Nach sechs Jahren in Berlin stehen die Zeichen für Tyson Mulock scheinbar auf Abschied - © by ISPFD (sportfotocenter.de)

Nach sechs Jahren in Berlin stehen die Zeichen für Tyson Mulock scheinbar auf Abschied – © by ISPFD (sportfotocenter.de)

Iserlohn. (MK) Jedes Ende ist auch ein neuer Anfang. Diese alte Floskel traf wohl selten so auf die Iserlohn Roosters zu, wie in diesem Jahr. Kaum ist die Saison 12/13 für die Roosters auf dem Eis beendet und die ersten Personalentscheidungen verkündet, da laufen auch schon die weiteren Planungen für die neue Spielzeit auf Hochtouren.

Immerhin gilt es die Abgänge von Tobias Wörle (Straubing Tigers), Marvin Tepper, Mark Ardelan, Dustin Demuth, Collin Stuart, Brendan Brooks, Shawn Hunwick, Jason Lepine, Derek Peltier und vor allem Kapitän Robert Hock möglichst mehr als aufzufangen.

Wie bereits berichtet haben sich die Roosters bei Matt Tomassoni und Thomas Holzmann noch etwas Bedenkzeit erbeten.

Sollte es mit Thomas Holzmann zu keiner Einigung mehr kommen, dann müssten die Roosters 71 durch deutsche Stürmer (Holzmann, Wörle, Hock) erzielte Scorerpunkte „ersetzen“. Da mittlerweile selbst durchschnittliche Spieler mit deutschem Pass ein relativ hohes Budget aufrufen, sollten die Roosters sich schon frühzeitig um Alternativen bemüht haben. Eine davon, so ist aus Insiderkreisen zu vernehmen, soll möglicherweise der Berliner Stürmer Tyson Mulock (30) sein. Der Deutsch-Kanadier kam 2004 nach Deutschland und spielte sich über Neuwied, Riessersee und Essen hoch bis in die DEL. 2007 folgte der Wechsel nach Berlin zu den Eisbären. 175 Scorerpunkte in 356 DEL Spielen sind eine mehr als ordentliche Bilanz. Vier Meisterschaften und ein Sieg in der European Trophy stehen zudem in seiner Vita. In Berlin soll ihm das Vertrauen von Cheftrainer Don Jackson zuletzt gefehlt haben. Bei den Roosters könnte er einen sportlichen Neuanfang wagen. Die Aussage von Roostersmanager Karsten Mende, dass ein bereits verpflichteter Stürmer mit seinem aktuellen Team noch in den Playoffs spielt, erhärtet das Gerücht. Eine Aussage über die Zukunft Tyson Mulocks ist also frühestens nach dem Saisonende der Eisbären zu erwarten. Ins Beuteschema der Roosters, aber sicherlich auch einiger Ligakonkurrenten, würde er allemal passen.

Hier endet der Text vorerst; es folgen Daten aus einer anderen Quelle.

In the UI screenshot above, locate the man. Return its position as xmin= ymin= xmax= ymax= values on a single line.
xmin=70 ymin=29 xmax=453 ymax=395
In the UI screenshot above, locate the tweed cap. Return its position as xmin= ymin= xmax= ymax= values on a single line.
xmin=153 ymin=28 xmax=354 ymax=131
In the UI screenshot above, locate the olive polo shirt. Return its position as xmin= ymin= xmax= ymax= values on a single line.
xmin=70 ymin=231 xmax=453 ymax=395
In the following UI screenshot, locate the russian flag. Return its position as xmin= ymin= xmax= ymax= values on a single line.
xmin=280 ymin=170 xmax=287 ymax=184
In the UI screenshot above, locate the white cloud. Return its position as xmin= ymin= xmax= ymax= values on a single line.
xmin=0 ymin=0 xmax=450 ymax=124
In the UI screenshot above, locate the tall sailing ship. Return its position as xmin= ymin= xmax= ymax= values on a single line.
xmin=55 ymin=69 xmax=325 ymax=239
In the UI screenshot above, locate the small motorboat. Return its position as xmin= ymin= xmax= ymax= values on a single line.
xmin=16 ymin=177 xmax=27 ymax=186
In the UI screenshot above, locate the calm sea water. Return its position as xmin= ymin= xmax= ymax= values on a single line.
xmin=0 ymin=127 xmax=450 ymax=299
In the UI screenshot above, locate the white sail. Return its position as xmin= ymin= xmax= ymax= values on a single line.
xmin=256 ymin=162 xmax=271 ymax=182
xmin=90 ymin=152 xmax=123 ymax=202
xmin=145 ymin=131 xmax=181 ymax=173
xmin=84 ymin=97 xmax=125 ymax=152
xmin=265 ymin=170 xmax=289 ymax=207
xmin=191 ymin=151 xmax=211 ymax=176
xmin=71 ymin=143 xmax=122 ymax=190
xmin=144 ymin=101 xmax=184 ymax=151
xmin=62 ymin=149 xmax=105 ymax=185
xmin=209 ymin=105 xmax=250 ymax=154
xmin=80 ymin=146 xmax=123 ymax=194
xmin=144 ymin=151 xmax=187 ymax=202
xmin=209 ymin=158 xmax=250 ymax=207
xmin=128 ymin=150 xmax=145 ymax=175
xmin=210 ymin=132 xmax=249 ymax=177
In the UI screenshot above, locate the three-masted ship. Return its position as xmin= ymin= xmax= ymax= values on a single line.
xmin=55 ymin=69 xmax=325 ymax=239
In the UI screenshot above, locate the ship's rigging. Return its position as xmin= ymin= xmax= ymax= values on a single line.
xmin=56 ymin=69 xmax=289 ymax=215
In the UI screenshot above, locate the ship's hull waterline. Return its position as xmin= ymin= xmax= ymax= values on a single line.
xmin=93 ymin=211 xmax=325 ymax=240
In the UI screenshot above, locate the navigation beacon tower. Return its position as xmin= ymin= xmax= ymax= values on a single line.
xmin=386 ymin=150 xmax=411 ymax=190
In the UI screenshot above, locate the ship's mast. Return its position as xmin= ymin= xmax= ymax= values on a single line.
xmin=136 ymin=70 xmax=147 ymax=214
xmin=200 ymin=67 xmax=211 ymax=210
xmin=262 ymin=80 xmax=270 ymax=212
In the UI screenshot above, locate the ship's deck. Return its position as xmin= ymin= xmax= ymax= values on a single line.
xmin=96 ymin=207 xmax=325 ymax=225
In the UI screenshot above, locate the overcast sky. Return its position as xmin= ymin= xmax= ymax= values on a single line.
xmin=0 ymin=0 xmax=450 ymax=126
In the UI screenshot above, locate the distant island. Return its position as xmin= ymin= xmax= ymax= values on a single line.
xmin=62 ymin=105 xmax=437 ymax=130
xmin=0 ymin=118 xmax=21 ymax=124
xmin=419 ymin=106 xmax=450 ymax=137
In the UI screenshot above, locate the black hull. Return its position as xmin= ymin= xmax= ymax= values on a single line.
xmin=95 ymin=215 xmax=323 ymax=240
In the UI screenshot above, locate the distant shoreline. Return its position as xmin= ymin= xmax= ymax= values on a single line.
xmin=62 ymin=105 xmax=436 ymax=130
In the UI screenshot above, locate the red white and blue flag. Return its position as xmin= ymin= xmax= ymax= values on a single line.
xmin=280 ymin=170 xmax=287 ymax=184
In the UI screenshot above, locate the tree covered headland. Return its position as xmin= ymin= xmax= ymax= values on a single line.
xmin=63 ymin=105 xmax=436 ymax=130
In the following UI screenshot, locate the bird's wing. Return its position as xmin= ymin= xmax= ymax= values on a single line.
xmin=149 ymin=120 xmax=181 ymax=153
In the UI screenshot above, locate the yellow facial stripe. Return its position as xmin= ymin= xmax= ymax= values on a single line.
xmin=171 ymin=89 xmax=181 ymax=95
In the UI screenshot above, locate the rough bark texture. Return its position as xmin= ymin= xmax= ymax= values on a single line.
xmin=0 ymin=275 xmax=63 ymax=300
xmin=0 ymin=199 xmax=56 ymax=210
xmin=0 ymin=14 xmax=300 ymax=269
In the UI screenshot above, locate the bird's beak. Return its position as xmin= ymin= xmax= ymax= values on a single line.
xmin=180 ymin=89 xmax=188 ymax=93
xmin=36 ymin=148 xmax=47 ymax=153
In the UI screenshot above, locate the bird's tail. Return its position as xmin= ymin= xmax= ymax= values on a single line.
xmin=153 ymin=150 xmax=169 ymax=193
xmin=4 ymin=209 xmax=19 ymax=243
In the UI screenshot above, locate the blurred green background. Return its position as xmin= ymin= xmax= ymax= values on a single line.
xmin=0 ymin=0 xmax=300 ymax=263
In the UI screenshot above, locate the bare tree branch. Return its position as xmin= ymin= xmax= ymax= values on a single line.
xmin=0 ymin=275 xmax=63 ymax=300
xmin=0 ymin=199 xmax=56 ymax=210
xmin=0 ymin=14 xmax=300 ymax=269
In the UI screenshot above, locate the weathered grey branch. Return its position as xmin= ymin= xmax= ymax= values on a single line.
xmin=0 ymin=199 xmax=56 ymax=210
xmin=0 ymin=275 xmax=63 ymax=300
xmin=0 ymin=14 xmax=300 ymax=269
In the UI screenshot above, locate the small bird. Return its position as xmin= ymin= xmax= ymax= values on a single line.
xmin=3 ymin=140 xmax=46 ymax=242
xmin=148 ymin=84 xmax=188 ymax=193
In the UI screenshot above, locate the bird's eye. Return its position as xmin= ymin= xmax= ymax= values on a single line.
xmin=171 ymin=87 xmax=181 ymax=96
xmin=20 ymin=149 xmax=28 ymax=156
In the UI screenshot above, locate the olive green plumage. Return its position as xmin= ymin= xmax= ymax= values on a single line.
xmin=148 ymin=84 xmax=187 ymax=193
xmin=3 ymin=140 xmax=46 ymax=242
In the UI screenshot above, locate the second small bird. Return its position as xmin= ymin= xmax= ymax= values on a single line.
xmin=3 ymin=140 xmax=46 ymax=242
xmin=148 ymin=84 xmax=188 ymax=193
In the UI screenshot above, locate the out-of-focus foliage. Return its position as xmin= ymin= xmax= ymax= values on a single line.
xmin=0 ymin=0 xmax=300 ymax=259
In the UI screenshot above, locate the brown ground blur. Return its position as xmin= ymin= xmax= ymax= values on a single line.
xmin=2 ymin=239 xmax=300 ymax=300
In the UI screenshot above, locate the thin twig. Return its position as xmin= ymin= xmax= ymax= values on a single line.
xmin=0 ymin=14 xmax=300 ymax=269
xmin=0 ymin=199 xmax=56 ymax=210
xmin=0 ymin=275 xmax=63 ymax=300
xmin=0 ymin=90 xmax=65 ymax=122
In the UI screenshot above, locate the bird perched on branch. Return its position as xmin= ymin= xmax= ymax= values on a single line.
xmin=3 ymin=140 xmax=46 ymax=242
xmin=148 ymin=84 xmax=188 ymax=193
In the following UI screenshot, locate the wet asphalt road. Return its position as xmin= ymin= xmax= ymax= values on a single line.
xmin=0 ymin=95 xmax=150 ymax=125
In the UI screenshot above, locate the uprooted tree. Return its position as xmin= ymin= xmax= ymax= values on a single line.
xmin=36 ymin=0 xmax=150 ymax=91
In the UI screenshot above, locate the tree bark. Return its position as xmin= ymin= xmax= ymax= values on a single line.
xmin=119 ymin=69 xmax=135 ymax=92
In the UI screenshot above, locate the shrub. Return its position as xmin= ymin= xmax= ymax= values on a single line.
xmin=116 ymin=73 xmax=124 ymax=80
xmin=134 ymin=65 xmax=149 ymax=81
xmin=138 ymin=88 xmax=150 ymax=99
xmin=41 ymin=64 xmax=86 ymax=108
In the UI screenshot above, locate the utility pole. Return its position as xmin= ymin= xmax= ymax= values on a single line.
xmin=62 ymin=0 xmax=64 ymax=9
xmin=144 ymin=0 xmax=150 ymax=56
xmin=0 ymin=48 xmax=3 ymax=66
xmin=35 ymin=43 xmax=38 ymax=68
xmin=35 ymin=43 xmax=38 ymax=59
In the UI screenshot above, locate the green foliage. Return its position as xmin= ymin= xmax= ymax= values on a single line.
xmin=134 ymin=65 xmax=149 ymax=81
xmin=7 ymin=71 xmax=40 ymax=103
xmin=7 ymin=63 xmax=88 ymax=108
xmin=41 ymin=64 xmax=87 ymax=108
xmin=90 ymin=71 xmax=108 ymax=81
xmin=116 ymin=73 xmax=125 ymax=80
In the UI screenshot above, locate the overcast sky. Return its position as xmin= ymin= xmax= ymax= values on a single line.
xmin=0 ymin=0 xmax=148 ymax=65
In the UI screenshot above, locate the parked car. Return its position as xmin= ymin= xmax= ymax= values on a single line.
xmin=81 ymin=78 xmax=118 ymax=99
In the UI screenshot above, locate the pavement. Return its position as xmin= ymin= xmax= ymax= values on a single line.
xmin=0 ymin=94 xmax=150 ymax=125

Um TJ Mulock, drei Jahre jüngerer Bruder von Tyson, gab es in den letzten Wochen auch immer wieder Gerüchte um einen möglichen Wechsel nach München. Entgegen zu Tyson soll TJ in Berlin noch eine Zukunft haben und schon um Weihnachten einen neuen Kontrakt unterzeichnet haben. Nach vier gemeinsamen Jahren in der Hauptstadt werden sich demzufolge die Wege des Brüderpaares wieder trennen.

Nach der Saisonabschlussveranstaltung am Freitag haben Iserlohns Trainer Doug Mason und Manager Karsten Mende ihre Scoutingtätigkeit wieder aufgenommen. An diesem Sonntag stand die Zweitligapartie Heilbronn gegen Hannover auf dem Plan. In den kommenden Tagen werden beide weiter in den deutschen Ligen scouten. Ein Trip nach Nordamerika ist ebenfalls geplant. Anfang Mai wird Trainer Doug Mason voraussichtlich in seine kanadische Heimat zurückkehren.